My eyes flick to the left—an instinct. Miller is wide-eyed. Lark has her lips pressed together so tightly they’ve disappeared. Sage is doing that polite thing she always does where she stares at the floor and pretends she’s not deeply invested in the plot.
This is fake. It’s a production. Costumes and scripted lines. I’ve been telling myself that for weeks, and it’s mostly worked.
But standing here in front of him, after hearing those vows, looking at the way he’s looking at me like I’m something worth remembering—
It doesn’t feel fake at all.
It feels…safe.
It feels like the way my dad used to look at the mountains in October. Like no matter what was changing, that part was still good. Still his.
It feels like setting something heavy down after carrying it for too long and realizing you don’t have to lift it again alone.

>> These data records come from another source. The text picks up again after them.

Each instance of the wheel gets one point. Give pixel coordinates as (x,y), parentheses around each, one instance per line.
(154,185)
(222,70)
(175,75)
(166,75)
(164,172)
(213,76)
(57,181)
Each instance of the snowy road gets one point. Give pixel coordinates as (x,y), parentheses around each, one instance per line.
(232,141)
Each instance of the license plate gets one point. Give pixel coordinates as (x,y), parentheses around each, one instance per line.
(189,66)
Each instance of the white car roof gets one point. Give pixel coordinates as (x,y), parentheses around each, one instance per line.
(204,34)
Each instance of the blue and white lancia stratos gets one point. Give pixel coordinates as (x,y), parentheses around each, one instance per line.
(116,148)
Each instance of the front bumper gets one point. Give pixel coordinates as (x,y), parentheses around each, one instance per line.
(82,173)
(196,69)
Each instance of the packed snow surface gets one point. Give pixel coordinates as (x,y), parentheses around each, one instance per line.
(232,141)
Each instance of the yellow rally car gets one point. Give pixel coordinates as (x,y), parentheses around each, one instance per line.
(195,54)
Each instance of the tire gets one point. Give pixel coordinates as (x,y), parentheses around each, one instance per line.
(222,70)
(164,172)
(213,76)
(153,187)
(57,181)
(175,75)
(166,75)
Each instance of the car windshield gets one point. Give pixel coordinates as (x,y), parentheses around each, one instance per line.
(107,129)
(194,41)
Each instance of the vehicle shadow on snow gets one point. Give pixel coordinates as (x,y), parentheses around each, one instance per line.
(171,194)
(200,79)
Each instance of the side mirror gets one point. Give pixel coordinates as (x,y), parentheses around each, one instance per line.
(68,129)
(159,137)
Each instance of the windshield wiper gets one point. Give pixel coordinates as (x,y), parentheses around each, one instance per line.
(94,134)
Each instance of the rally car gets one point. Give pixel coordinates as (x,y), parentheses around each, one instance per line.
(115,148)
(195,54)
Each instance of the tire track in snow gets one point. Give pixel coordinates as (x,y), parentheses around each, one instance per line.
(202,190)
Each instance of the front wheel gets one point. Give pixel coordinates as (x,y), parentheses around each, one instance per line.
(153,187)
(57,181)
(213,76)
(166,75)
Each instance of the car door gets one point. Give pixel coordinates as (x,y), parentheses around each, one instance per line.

The pastor clears his throat gently. “That was beautiful,” he says to Sawyer, voice warm and even. Then he turns the page in his book, eyes flicking down as his tone shifts into something more formal.
“May I have the rings?”
Lark steps forward from behind me. She doesn’t say anything, just holds out her hand with Sawyer’s band in herpalm. Simple gold. I take it carefully, my fingers shaking slightly, and turn toward him.
He holds his hand out for me, and I swallow hard. He’s watching me with that still, unreadable expression he’s so good at.
I take his left hand, and my stomach tightens. It’s warm. Rough. It’s built fences and driven cattle and saved animals. His fingers are long, knuckles pronounced, veins raised just enough that I feel my cheeks heat before I can stop them.
The band slides on easily. My fingers shake a little as I press it into place.
The pastor turns to Sawyer. “Now, place the ring on Wren’s finger.”
Sawyer reaches into his jacket pocket, pulls out my ring—my ring and the band—and takes my left hand in his.
He slides the rings on one after the other—first the diamond, then the band that clicks gently into place beneath it. His hand lingers, thumb brushing once more across the back of mine.
“Sawyer Raymond Hart, do you take Wren Margaret Wilding to be your lawfully wedded wife—to have and to hold, in sickness and in health, for richer or poorer, for better or worse, for as long as you both shall live?”
Sawyer doesn’t pause. His mouth lifts—not a full smile, just enough to make my stomach turn over—and he says, “I do.”
And somehow, it feels more intimate than anything he’s ever said to me.
Then the pastor turns to me.
“Wren Margaret Wilding, do you take Sawyer Raymond Hart to be your lawfully wedded husband—to have and to hold, in sickness and in health, for richer or poorer, for better or worse, for as long as you both shall live?”